Basically, STP = Soft Tail Pro. The superlight racer with just enough rear suspension to take the edge off.
The unreal lightness of an OCLV Carbon frame coupled with the benefits of a rear-suspension.
The pivotless Leaf Spring Design rear-suspension replaces the monostay with a rear shock to soak up hits without the weight and energy-sapping float of a swingarm. This design is made possible by the strength and inherent compliance of OCLV Carbon chain stays.
Tunable rear suspension: A custom Rock Shox SID Race rear shock, with positive and negative air chambers and external damping, allows you to fine tune your level of comfort and control - up to 1.25"/35mm of rear wheel travel.
So if they can apply this to their OCLV Mountain frames, what's stopping them to do the same to their OCLV Road frames? It's like what they say "The superlight racer with just enough rear suspension to take the edge off." 250g to take the edge off won't kill you.
Here's what it could look like.
Let me know what you think. KHS Bikes actually make such a bike... Perhaps Trek should join the race.
|no one would buy it-nm||andy02|
Jul 24, 2003 4:47 AM
|It's a solution looking for a problem,||TJeanloz|
Jul 24, 2003 5:11 AM
|OCLV road frames are designed for, well, road riding. There is no need for a dual suspension road bike. I'm convinced that the people who bought the Serotta Hors Categorie just did so to prove that they could buy the most overpriced bike ever. How many times have you been riding on the road and thought that some suspension would really help?|
|Soft Tail isn't a dual suspension road bike||Shanks23|
Jul 24, 2003 5:30 AM
|I currently own a Trek 2300 and have been positionned by professionals. Still at the end of the day, after a ride of over 125+ KM, my back can be soar. I usually get 3000+ KM a year.
A soft tail would just take the edge off of things. It's not a dual suspension road bike by the way, it's a soft tail road bike, much like the following known manufacturers build:
It's also more commonly used in the mountain bike industry of course:
And you only add 250G to the bike's weight. You simply need to replace the monostay with a good light weight rear shock that can be locked when you need to climb or sprint away.

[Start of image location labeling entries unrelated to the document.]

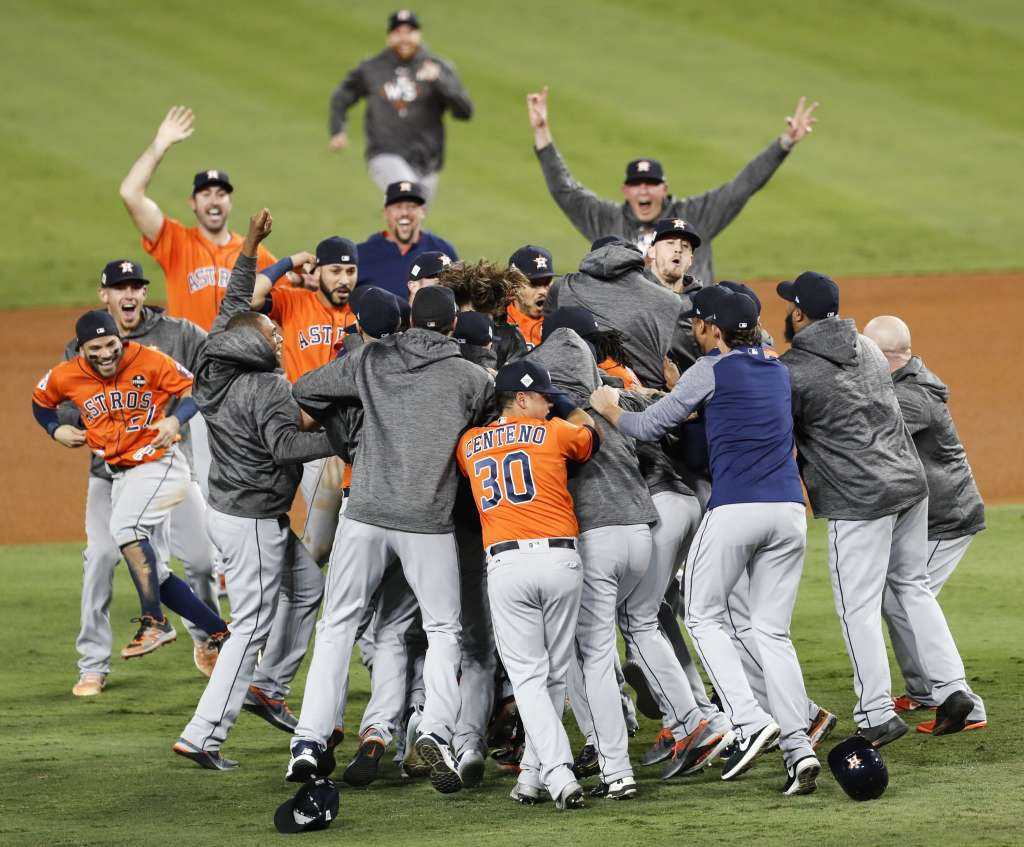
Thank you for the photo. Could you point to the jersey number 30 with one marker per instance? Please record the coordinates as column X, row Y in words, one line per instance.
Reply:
column 513, row 482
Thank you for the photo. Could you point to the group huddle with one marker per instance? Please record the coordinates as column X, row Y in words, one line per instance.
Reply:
column 503, row 466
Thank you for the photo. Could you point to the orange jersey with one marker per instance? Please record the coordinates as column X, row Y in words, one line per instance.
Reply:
column 528, row 327
column 197, row 269
column 118, row 410
column 310, row 329
column 517, row 471
column 613, row 369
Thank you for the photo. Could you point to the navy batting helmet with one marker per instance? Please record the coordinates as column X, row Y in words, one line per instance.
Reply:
column 858, row 768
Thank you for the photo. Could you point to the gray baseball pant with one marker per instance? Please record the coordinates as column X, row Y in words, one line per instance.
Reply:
column 360, row 555
column 766, row 541
column 943, row 556
column 535, row 605
column 865, row 557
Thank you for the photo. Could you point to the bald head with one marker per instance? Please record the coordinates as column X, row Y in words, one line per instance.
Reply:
column 893, row 338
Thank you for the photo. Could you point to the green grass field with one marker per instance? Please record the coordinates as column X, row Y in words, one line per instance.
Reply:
column 908, row 171
column 100, row 771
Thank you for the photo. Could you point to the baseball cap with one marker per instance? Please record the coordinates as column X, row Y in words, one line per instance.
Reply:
column 429, row 265
column 402, row 17
column 534, row 262
column 122, row 270
column 204, row 179
column 95, row 324
column 404, row 189
column 676, row 228
column 524, row 376
column 378, row 311
column 337, row 250
column 474, row 328
column 739, row 288
column 816, row 294
column 644, row 170
column 314, row 806
column 434, row 308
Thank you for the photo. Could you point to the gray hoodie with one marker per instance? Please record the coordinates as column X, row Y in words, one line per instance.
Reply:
column 954, row 506
column 854, row 451
column 612, row 285
column 257, row 449
column 418, row 396
column 710, row 213
column 607, row 491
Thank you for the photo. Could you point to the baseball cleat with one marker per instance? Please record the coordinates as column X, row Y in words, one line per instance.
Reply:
column 802, row 777
column 821, row 727
column 624, row 789
column 152, row 634
column 471, row 768
column 747, row 752
column 952, row 714
column 437, row 754
column 364, row 768
column 660, row 750
column 89, row 684
column 886, row 733
column 645, row 700
column 274, row 712
column 696, row 751
column 209, row 759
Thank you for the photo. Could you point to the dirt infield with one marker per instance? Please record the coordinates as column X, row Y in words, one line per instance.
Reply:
column 962, row 326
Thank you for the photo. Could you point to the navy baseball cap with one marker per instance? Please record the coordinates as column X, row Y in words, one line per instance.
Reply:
column 429, row 265
column 122, row 270
column 404, row 189
column 524, row 376
column 739, row 288
column 378, row 311
column 474, row 328
column 434, row 308
column 213, row 177
column 674, row 227
column 95, row 324
column 337, row 250
column 816, row 294
column 644, row 170
column 314, row 806
column 402, row 17
column 534, row 262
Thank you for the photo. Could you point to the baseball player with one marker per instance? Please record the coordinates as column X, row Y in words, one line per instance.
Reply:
column 121, row 389
column 418, row 395
column 123, row 290
column 755, row 523
column 257, row 454
column 645, row 188
column 955, row 511
column 516, row 467
column 408, row 90
column 862, row 473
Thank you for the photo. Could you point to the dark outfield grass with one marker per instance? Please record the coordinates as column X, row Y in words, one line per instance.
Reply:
column 100, row 771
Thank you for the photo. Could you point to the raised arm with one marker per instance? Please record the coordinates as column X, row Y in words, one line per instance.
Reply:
column 144, row 212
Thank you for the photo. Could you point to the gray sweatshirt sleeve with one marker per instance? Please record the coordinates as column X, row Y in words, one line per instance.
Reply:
column 591, row 215
column 694, row 387
column 715, row 209
column 350, row 91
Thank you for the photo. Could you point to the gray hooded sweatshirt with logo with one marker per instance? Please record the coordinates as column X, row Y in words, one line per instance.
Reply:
column 954, row 505
column 854, row 452
column 418, row 396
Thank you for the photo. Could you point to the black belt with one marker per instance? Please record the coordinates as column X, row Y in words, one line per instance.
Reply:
column 505, row 546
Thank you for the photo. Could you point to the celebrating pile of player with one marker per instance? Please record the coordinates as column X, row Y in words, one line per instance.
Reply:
column 501, row 466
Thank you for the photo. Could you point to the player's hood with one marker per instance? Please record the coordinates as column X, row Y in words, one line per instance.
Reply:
column 611, row 261
column 916, row 371
column 834, row 339
column 570, row 364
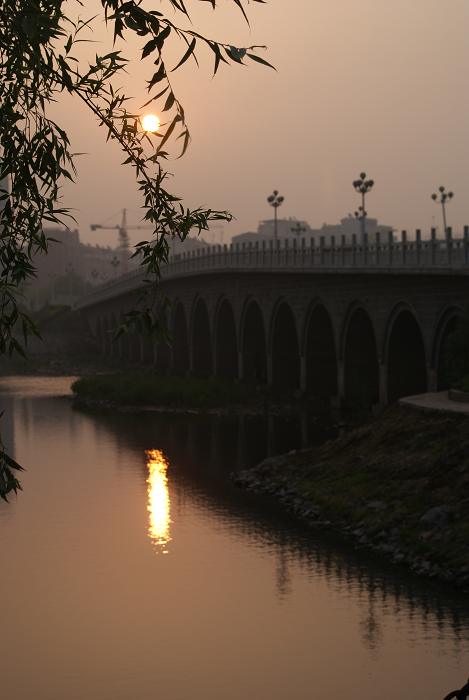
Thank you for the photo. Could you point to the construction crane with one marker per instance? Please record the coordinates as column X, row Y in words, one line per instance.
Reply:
column 123, row 238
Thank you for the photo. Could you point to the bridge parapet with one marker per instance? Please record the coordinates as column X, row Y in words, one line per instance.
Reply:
column 375, row 254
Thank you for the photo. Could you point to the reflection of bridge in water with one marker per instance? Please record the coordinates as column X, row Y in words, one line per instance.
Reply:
column 199, row 450
column 365, row 323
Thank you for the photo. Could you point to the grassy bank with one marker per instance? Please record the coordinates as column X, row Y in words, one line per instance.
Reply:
column 398, row 484
column 145, row 389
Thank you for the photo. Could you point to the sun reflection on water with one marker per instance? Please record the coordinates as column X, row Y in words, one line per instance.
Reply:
column 158, row 500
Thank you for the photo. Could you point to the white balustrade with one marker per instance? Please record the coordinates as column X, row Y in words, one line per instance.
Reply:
column 373, row 254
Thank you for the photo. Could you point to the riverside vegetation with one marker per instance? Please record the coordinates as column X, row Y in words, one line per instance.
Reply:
column 397, row 485
column 136, row 389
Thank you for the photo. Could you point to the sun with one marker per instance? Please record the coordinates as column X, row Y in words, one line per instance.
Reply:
column 150, row 122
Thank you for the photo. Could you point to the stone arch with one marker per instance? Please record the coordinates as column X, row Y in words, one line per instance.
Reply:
column 202, row 361
column 180, row 341
column 124, row 344
column 285, row 351
column 226, row 342
column 135, row 344
column 99, row 333
column 162, row 347
column 448, row 322
column 115, row 348
column 148, row 348
column 320, row 353
column 253, row 344
column 360, row 358
column 404, row 355
column 107, row 337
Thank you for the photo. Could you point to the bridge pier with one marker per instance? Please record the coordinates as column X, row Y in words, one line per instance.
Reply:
column 303, row 374
column 340, row 382
column 383, row 384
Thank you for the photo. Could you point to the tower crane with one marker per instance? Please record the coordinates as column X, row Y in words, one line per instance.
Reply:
column 123, row 237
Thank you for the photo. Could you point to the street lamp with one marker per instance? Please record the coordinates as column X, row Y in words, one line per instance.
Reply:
column 298, row 229
column 444, row 197
column 275, row 200
column 115, row 262
column 362, row 186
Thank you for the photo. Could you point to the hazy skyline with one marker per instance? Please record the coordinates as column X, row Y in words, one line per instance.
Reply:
column 371, row 85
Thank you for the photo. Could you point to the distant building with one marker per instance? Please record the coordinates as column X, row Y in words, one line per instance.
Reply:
column 292, row 228
column 286, row 228
column 350, row 226
column 71, row 268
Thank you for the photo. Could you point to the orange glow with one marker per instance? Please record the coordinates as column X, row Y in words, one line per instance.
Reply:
column 158, row 500
column 150, row 122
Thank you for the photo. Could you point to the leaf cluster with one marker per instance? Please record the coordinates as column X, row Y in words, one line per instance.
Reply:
column 38, row 62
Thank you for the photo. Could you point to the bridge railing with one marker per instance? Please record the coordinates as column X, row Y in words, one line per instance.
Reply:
column 373, row 253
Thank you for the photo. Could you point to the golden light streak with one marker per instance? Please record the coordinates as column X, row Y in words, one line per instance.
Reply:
column 158, row 500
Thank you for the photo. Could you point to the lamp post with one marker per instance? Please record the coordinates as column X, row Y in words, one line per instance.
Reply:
column 70, row 272
column 275, row 200
column 298, row 229
column 115, row 262
column 444, row 197
column 362, row 186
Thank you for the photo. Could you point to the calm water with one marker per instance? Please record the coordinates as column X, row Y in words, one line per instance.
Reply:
column 131, row 569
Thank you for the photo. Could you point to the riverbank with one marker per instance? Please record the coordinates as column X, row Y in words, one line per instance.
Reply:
column 397, row 485
column 136, row 390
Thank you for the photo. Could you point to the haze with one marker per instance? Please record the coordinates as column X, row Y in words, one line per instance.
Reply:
column 370, row 85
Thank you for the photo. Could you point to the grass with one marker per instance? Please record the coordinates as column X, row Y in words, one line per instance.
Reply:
column 139, row 389
column 408, row 460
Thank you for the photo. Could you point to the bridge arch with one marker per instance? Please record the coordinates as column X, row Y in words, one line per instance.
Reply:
column 162, row 346
column 319, row 350
column 226, row 341
column 107, row 337
column 181, row 364
column 99, row 333
column 253, row 344
column 114, row 344
column 124, row 341
column 285, row 350
column 201, row 340
column 404, row 354
column 360, row 358
column 135, row 344
column 448, row 322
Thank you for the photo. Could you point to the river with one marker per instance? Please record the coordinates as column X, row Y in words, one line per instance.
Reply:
column 132, row 569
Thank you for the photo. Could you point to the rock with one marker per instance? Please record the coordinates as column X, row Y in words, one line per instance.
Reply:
column 437, row 516
column 376, row 505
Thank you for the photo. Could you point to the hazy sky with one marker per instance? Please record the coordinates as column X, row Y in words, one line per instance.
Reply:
column 374, row 85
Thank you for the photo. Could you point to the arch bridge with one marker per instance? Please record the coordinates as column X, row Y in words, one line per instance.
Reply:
column 358, row 323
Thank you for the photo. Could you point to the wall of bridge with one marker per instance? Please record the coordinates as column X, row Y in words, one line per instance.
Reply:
column 360, row 338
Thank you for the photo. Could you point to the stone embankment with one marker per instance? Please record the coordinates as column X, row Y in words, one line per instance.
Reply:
column 398, row 485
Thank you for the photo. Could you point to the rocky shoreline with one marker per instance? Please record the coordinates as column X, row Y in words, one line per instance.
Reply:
column 396, row 486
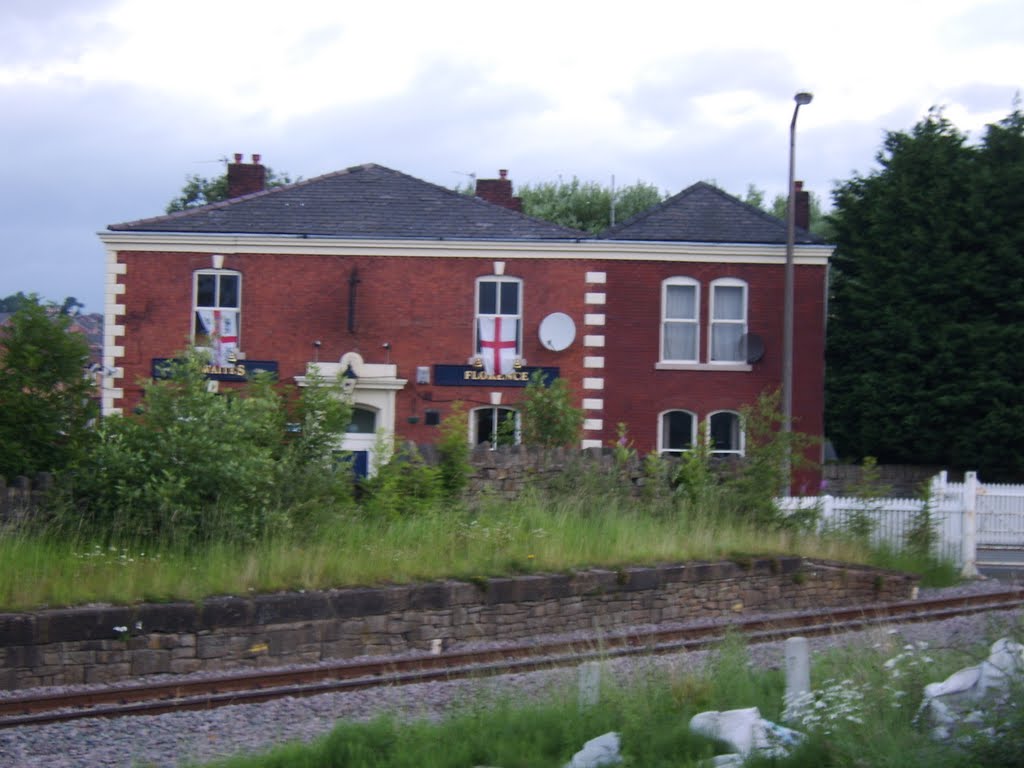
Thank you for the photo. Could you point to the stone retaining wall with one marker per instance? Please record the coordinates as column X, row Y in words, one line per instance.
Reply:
column 109, row 643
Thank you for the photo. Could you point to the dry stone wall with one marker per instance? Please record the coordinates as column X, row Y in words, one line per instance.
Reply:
column 114, row 643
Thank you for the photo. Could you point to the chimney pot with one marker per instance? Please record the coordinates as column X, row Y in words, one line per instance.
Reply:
column 499, row 192
column 246, row 178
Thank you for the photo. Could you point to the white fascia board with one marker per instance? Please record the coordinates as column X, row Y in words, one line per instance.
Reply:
column 584, row 249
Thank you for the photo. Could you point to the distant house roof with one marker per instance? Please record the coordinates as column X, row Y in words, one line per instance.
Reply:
column 367, row 201
column 702, row 213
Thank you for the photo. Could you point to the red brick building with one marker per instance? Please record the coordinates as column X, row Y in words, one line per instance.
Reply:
column 421, row 296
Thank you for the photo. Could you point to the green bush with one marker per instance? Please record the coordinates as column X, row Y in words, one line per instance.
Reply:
column 549, row 419
column 455, row 466
column 194, row 466
column 46, row 395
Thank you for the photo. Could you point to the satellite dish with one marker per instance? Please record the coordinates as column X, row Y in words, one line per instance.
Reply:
column 754, row 345
column 557, row 332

The KHS CX100 is OK, but I would be more interested if it was using better components. So if companies already build these, then we know people buy them, especially if one of them only makes soft tails. The question is, how can you tell it's not good if you never road one?
|Serotta HC ain't so bad.||Spiderman|
Jul 24, 2003 6:03 AM
|Granted, the Serotta HC is a little bit ugly, and pretty expensive but it rides incredibly well. Suspension was originally designed with the idea of keeping the wheel in contact with the ground more. Rather than skipping over logs, rocks etc, the wheel would be able to track up one side of the rock and down the other, increasing handling, drivetrain effeciency etc. The HC has that same concept in mind. Obviously you aren't riding over roots and logs on a road bike but the rear end allows the rear wheel to stick to the ground better. Any crit racing, any riding on crappy roads (pavement cracks, ruts) any technical descent the rear triangle is handling the minute road fluctuations, which a lot of times you don't even notice, rather than the tire/wheel absorbing the shock, compromising stability/handling.
Unfortunately, it just so happens that the rear end also does yield a very plush ride so everyone understood it as a "comfort bike" which in reality it is not. And Shanks, if you want a cross bike so badly, try looking at the HC as a cross bike. Very light, and will still make for a very smooth off road ride.
Also take a look at it from the idea that Serotta is thinking very out of the box in their design, something that not a lot of companies are doing. They are doing it in materials only (not that isn't part of the design of a bike) but there is more to it than just materials.
|That KHS is a Cross bike...not a road bike||biknben|
Jul 24, 2003 5:44 AM
|That KHS is not intended for road use. It's a cross frame. Carbon provides plenty of cushion for the road. If you think this design doesn't sap energy you have another thing coming.
If you just gotta have it then get a suspension seat post.